By 2038, Deutsche Bahn intends to obtain 100 percent of the total electricity mix from renewable energies. This is already the case in long-distance transport, they say. But from the point of view of experts, this is primarily marketing. The criticism: Deutsche Bahn buys green electricity that is already available on the market via so-called guarantees of origin, instead of creating additional capacity by building its own renewable energy plants.

“The fact that Deutsche Bahn assigns shares of renewable energies to its balance sheet is of course legally legitimate,” said Dominik Seebach, energy and climate researcher at the Öko-Institut, a private environmental research institute. “However, our recommendation is always to further increase the share of renewables as a whole within the scope of one’s own possibilities and to ask: How and where can I contribute to the construction of new renewable energy plants?” Here, the railways have so far left a lot of potential untapped.

The group sees it differently. “Deutsche Bahn does not operate its own power plants, but has supply contracts, so-called Power Purchase Agreements (PPA) and is thus committed to the expansion of this new market,” said a spokeswoman on request. “The offshore wind farms Nordsee-Ost and Amrumbank-West, mainland wind farms and photovoltaic parks in Lower Saxony, Schleswig-Holstein and Mecklenburg-Western Pomerania supply green electricity to DB.” In addition, hydroelectric power plants on the Rhine, Moselle, Ruhr, Main, Danube, Lech, Isar, Inn and from the Edersee and Schluchsee have been delivering sustainable energy to the railways for more than 100 years.
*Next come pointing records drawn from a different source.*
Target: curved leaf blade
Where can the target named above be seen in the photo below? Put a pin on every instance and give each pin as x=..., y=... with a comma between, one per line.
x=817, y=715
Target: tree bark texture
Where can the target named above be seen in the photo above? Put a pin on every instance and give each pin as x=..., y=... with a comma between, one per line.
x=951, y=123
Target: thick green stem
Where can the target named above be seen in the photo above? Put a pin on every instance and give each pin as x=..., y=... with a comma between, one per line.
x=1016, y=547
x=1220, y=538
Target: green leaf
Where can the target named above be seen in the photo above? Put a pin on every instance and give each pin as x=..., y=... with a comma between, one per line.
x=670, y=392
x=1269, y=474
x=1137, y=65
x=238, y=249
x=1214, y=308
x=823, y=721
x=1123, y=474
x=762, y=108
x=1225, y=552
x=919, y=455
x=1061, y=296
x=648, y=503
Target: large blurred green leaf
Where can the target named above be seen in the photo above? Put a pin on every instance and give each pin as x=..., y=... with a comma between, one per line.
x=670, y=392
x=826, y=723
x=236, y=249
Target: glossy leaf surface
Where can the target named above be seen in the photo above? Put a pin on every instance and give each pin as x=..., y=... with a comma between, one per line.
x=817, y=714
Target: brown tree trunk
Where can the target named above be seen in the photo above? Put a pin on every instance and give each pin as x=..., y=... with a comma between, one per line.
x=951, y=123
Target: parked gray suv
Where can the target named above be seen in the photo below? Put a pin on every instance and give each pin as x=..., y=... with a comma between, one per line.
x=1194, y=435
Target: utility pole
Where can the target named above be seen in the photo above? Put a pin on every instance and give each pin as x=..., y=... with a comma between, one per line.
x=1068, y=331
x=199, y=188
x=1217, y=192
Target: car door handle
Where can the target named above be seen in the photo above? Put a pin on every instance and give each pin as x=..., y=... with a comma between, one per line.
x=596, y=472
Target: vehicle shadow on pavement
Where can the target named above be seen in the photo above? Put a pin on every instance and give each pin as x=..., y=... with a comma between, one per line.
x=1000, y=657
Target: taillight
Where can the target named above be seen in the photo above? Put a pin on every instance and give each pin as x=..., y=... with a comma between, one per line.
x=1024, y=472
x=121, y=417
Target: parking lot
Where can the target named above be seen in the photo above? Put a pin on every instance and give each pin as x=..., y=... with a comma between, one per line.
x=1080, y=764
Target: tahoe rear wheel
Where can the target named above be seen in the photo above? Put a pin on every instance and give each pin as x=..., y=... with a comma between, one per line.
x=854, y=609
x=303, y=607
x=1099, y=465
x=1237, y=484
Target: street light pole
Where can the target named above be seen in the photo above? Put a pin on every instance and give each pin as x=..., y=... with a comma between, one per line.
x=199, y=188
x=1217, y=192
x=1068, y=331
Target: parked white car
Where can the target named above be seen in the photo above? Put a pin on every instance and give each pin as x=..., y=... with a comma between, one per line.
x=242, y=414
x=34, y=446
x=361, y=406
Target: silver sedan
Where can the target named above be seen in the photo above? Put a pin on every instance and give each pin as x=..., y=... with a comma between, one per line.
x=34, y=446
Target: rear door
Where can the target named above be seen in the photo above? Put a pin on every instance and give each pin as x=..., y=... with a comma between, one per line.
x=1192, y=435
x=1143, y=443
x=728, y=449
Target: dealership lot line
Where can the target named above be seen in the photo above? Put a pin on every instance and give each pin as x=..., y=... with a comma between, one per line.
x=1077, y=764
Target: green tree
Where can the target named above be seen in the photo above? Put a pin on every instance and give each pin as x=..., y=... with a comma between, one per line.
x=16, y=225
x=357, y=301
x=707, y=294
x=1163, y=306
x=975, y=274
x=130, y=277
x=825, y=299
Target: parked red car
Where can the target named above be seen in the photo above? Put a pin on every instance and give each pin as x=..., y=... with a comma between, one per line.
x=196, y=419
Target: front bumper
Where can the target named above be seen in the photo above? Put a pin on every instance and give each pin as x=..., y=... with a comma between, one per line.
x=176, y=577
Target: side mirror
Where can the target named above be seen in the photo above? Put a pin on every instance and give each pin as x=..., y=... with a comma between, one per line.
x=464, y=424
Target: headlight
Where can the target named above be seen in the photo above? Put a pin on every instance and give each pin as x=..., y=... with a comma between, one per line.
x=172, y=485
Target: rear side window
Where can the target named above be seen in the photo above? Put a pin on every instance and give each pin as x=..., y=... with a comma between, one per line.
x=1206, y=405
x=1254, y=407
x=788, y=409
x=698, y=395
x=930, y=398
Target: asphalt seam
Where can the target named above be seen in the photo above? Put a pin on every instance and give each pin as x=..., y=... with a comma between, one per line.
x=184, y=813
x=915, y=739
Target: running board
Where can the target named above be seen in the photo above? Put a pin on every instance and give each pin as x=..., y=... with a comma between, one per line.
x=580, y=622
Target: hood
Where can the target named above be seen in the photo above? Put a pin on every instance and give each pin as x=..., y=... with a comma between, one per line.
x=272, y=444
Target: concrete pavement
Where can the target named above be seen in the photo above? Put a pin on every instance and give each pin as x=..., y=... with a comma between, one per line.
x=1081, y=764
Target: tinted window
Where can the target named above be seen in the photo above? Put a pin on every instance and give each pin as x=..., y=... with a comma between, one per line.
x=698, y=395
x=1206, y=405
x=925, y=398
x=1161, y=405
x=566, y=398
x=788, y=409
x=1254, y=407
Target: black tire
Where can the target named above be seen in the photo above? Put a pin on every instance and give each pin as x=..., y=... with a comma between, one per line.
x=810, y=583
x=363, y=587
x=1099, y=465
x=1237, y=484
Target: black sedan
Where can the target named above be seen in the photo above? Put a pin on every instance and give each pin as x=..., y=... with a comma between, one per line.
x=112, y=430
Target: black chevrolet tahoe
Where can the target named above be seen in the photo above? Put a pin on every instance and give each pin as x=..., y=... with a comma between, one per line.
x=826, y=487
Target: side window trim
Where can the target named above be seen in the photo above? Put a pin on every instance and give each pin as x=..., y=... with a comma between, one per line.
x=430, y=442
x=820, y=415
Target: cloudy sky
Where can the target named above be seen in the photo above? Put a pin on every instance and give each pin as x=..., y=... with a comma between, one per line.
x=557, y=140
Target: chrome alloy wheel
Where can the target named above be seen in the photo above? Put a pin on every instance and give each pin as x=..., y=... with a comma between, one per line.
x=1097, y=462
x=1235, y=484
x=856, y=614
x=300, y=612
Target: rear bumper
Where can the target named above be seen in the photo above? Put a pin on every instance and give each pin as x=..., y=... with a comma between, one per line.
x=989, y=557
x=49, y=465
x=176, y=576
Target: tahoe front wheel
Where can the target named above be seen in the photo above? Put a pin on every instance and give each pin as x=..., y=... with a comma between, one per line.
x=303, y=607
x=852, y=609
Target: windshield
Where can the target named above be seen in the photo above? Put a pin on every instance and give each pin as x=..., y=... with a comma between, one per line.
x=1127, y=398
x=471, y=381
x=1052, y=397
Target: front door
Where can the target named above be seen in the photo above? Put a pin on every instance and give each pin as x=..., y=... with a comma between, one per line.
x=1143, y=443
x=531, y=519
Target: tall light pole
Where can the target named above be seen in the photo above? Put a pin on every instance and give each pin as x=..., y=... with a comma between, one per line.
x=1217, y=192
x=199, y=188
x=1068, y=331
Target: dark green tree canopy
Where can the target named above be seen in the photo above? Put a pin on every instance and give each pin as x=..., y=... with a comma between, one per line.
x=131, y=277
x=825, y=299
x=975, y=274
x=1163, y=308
Other industry experts do not only see the company as having an obligation. “To say that real green railway electricity is only true if the railways build their own wind or solar systems – that’s the best,” said Dirk Flege, Managing Director of the Pro-Rail Alliance. “I think it’s very ambitious and too demanding to want to dump all of that on one company.”

After all, competitors have gained significant market shares in recent years, especially in regional and freight transport. The expansion of renewable energies is therefore a task for the entire sector and not just for a single company, said Flege. For him, there are other adjustment screws that the federal government must also turn to make the entire industry even more climate-friendly: “Above all, we need more overhead lines.”

The Pro-Rail Alliance has long been calling for more speed in the electrification of routes. According to the federal government, 61 percent of the German rail network was electrified in 2020. According to the railways, around 90 percent of passenger and freight traffic runs over it.

But especially at the borders to Eastern Europe there are hardly any overhead lines. “If you always have to hitch a diesel locomotive to a freight train when you drive across the border to a neighboring country, then you’re out of the running in terms of price. That’s one of the reasons why so many Eastern European trucks are on the road in Germany,” said Flege . That has to change. Alternative drives such as hybrid or two-power locomotives could only serve as a bridging technology.

With regard to the rest of the infrastructure, experts also believe that there is still a lot to be done. Criticism of various construction projects of the group is repeatedly ignited. It is said that significantly more solar cells could be installed at the train stations than before. But despite all these construction sites, one thing is clear to all the experts contacted: Compared to the car and the plane, the train is the more climate-friendly recommendation. The railways are needed for a sustainable turnaround in transport.